I can only go on the difference in my symptoms now that I have gone on to Secondary Progressive.

I was RRMS for around 8 years having symptoms on and off and on the better days I had no symptoms then when relapsing I had lots of symptoms.

I turned SPMS about 2 years ago and since then I would say there are always symptoms there. I wouldn’t say that I have good days now with no symptoms but I do have better days where the symptoms have not gone completely but are a little more bearable than the bad days.

My neuro said that you can still have relapses when you are SPMS but the symptoms don’t disappear completely but hover around in a lighter way. And that is what I experience.

Hope this makes sense.

Shazzie xx

[/quote

Shazzie, that is just how i am

J x

1 Like

Hello everyone,

I find it really confusing to determine whether I have R&R or SP MS. My consultant neurologist says that he doesn’t know either, and I (with my failed O level biology!) haven’t a clue either. I do feel though that I must have crept into the world of SP as for one I have had MS for an eon and for another, I never really have relapses anymore - I just flag out towards the end of the afternoon.

I hope that everyone is as well as you can be with the MonSter on tow.

Best wishes,

Moira.

1 Like

hiya ac

they are spelled differently?!

sorry but i cant add to the confusion other than that!

take care and deal with hour as it arrives!

ellie

1 Like

Hi all

dx 2012 RRMS at age 50.

I wish I’d thought to start this thread as its given me loads of useful info.

no definitive answers but that’s the joy of MS.

It does make me feel positive and hopeful for the future.

thank you everyone who’s contributed

regards

Adam

1 Like

The GP l saw when l first started experiencing such strange symptoms. l looked as if l had suffered a stroke. He did fob me off with saying it was caused by migraines [one thing l did not have was a headache] and it was after l had my daughter that they eventually told me. ln fact l think l told him. Apparently, many people have one ‘episode’ of MS - and often never have another - so to tell a patient that they have MS could cause a lot of stress/anxiety which just made matters worse. He really felt that this was the best way to deal with it. Of course, there were no dmd’s then anyway - nothing. But he did arranage for me to go to a super hospital to have my baby - and l was given very special treatment.
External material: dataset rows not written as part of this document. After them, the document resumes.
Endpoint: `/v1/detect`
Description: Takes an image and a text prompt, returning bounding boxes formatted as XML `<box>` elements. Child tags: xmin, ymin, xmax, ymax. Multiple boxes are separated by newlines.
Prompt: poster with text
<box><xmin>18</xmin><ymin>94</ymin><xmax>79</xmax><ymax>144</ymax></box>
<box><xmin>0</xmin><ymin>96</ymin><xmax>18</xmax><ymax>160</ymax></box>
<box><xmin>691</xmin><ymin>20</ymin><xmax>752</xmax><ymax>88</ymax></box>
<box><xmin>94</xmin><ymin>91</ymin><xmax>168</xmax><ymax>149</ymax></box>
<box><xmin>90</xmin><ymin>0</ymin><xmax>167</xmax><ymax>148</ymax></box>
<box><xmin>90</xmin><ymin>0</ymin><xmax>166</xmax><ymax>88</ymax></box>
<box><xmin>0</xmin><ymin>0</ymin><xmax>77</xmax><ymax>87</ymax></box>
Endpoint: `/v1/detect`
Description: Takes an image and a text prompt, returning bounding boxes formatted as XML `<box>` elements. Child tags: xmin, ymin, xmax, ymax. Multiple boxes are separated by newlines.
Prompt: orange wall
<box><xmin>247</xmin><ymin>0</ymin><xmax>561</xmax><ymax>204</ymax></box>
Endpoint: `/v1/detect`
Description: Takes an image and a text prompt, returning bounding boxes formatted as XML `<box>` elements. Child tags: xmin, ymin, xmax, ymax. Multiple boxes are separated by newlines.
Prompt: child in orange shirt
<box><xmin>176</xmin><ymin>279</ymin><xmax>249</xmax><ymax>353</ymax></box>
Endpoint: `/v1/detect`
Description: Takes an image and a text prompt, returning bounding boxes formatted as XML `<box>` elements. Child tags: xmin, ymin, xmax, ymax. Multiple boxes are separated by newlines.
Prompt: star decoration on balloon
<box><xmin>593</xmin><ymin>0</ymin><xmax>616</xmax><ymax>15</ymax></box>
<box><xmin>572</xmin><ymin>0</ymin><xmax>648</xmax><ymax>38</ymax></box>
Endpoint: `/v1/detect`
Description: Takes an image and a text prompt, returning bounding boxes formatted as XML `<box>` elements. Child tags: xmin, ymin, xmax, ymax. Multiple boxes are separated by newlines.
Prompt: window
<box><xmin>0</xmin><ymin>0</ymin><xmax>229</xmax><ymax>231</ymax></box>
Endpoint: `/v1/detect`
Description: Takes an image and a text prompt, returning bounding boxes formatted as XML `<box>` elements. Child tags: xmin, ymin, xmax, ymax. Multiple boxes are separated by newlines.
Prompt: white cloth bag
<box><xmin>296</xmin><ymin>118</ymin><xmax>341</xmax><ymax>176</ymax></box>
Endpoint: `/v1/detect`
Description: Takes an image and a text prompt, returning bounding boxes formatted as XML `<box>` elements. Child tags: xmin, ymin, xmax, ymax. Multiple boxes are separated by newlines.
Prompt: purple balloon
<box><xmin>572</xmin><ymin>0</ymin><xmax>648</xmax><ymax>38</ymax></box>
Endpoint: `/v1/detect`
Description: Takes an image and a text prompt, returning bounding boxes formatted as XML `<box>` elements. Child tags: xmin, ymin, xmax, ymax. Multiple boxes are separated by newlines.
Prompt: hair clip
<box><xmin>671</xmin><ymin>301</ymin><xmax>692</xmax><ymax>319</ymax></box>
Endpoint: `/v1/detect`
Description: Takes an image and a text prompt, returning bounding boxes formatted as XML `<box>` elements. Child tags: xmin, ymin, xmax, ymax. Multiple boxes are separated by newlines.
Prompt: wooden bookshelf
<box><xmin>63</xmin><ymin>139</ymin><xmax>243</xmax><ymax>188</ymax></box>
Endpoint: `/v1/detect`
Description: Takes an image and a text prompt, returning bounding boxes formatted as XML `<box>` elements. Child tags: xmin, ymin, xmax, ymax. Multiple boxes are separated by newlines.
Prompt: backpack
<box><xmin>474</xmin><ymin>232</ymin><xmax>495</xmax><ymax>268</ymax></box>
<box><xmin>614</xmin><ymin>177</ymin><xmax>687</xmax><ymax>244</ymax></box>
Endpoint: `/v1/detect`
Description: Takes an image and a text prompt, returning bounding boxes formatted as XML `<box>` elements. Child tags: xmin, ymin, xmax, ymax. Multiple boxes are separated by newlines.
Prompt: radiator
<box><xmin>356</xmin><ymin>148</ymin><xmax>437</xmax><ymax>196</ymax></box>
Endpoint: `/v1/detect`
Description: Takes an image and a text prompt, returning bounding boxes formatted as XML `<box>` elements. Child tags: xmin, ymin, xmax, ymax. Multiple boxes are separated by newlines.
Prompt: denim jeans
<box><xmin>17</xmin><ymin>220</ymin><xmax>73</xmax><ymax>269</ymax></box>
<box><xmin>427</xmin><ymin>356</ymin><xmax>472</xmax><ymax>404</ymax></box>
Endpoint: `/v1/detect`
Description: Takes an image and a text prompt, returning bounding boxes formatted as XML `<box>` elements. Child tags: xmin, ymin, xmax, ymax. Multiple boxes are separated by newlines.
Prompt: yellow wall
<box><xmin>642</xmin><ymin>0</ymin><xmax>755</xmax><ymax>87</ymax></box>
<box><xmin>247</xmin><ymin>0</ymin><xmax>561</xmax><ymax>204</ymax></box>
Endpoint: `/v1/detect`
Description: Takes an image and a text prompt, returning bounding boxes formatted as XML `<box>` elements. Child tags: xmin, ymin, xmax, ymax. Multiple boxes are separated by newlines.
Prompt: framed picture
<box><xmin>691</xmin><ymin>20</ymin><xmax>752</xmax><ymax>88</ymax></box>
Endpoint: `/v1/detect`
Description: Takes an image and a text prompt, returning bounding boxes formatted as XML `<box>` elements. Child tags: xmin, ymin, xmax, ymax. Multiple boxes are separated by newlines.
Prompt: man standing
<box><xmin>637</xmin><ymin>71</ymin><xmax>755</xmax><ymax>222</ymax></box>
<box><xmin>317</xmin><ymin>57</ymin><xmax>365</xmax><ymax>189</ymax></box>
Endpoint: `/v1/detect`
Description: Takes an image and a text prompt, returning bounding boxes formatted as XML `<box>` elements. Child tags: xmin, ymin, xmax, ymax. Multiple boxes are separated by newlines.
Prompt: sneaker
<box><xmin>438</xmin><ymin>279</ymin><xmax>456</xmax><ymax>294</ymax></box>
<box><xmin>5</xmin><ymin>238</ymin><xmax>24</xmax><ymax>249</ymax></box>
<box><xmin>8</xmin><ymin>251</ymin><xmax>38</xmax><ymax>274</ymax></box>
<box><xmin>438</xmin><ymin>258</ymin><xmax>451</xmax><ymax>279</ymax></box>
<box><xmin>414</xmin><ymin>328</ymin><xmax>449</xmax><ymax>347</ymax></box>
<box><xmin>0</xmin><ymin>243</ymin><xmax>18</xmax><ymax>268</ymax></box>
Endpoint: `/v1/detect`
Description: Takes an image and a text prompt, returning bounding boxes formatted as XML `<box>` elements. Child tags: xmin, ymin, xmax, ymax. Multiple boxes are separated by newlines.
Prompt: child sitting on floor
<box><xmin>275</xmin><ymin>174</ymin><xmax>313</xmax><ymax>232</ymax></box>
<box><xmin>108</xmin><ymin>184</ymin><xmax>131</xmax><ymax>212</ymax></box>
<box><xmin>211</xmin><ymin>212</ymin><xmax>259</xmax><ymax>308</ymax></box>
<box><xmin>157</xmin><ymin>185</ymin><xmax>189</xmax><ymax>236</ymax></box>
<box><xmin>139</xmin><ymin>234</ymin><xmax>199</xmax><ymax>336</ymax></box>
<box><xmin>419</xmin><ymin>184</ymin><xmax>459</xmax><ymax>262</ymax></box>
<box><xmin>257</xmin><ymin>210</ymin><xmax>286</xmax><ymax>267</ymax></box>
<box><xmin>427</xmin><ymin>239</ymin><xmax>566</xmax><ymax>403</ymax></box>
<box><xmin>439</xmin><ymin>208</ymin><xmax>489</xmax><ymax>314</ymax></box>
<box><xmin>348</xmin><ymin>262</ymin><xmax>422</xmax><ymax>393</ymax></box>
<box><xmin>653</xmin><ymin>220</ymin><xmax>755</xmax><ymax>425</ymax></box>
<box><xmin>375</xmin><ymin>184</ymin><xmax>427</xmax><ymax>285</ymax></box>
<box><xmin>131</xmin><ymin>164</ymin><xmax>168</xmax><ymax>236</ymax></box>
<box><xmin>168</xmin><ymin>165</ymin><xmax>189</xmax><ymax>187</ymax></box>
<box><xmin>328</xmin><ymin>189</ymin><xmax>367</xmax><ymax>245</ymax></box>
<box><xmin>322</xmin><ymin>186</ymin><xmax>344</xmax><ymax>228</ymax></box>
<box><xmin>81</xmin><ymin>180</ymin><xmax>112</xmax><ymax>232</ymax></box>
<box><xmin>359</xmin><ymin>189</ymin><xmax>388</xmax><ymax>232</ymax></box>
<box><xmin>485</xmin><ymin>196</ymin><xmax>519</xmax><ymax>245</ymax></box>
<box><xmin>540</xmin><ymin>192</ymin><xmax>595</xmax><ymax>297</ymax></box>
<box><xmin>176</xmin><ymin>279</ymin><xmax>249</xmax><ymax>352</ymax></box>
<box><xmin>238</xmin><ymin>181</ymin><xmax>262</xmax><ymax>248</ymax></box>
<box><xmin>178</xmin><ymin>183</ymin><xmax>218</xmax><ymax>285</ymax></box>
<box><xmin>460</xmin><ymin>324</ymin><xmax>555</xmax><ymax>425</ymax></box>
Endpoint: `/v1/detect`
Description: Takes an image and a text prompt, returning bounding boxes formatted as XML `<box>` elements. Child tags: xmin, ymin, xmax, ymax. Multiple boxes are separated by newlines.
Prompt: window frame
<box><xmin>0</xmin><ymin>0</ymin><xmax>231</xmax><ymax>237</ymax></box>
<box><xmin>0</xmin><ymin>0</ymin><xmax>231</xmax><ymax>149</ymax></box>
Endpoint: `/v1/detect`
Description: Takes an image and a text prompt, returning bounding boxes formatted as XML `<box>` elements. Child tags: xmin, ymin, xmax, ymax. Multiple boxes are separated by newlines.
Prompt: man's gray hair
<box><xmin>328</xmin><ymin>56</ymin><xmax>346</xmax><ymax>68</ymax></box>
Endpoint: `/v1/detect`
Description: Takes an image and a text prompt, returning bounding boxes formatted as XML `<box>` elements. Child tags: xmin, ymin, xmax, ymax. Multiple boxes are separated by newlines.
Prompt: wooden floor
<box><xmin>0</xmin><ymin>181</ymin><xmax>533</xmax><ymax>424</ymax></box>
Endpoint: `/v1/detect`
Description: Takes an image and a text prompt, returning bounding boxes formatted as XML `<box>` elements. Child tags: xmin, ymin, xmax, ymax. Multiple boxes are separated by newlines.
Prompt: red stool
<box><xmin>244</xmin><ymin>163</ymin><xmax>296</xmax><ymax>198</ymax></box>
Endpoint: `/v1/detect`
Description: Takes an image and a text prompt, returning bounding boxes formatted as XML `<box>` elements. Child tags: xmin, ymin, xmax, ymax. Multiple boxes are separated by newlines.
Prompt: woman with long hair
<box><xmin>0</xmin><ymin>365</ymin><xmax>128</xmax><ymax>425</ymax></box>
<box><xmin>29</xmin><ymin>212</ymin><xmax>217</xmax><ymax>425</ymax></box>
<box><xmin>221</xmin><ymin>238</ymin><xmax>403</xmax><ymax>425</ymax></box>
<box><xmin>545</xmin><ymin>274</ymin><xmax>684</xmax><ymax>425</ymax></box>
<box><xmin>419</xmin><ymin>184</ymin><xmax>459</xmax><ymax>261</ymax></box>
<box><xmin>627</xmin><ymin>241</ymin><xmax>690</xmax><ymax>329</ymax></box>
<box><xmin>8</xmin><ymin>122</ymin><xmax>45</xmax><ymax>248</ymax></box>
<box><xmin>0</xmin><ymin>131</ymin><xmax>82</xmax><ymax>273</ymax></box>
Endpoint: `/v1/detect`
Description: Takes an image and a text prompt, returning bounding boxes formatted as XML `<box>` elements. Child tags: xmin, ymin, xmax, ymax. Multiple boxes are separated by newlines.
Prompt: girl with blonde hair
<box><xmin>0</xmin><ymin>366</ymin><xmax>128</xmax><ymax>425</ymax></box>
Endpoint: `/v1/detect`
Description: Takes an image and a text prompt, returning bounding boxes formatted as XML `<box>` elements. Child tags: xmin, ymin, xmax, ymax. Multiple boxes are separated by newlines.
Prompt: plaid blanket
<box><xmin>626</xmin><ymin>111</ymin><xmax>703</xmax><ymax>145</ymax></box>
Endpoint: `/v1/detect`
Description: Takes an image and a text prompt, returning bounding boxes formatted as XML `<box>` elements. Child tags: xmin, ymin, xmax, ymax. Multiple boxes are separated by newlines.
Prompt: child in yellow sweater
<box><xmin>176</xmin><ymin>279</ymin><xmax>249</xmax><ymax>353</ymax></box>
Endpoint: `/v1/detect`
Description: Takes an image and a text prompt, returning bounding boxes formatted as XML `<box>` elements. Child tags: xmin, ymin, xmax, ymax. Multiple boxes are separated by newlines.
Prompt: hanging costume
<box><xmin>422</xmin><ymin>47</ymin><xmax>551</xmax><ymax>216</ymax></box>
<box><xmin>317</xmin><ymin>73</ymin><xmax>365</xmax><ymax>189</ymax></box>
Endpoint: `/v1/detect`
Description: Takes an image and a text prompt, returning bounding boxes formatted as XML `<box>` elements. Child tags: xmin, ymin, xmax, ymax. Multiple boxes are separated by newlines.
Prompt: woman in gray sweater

Private room etc. And l was in hospital for 2weeks.

So all along they knew that l had MS - and were giving me extra care - l did go privately for a MRI/LP as there was no nhs facilities that had a MRI scanner then - well not in this area.

Now - of course - doctors have to tell you whether you want to know or not.

I am definitely with you too. Very few of my relapses over the years have resolved completely, but they have all been distinct relapses.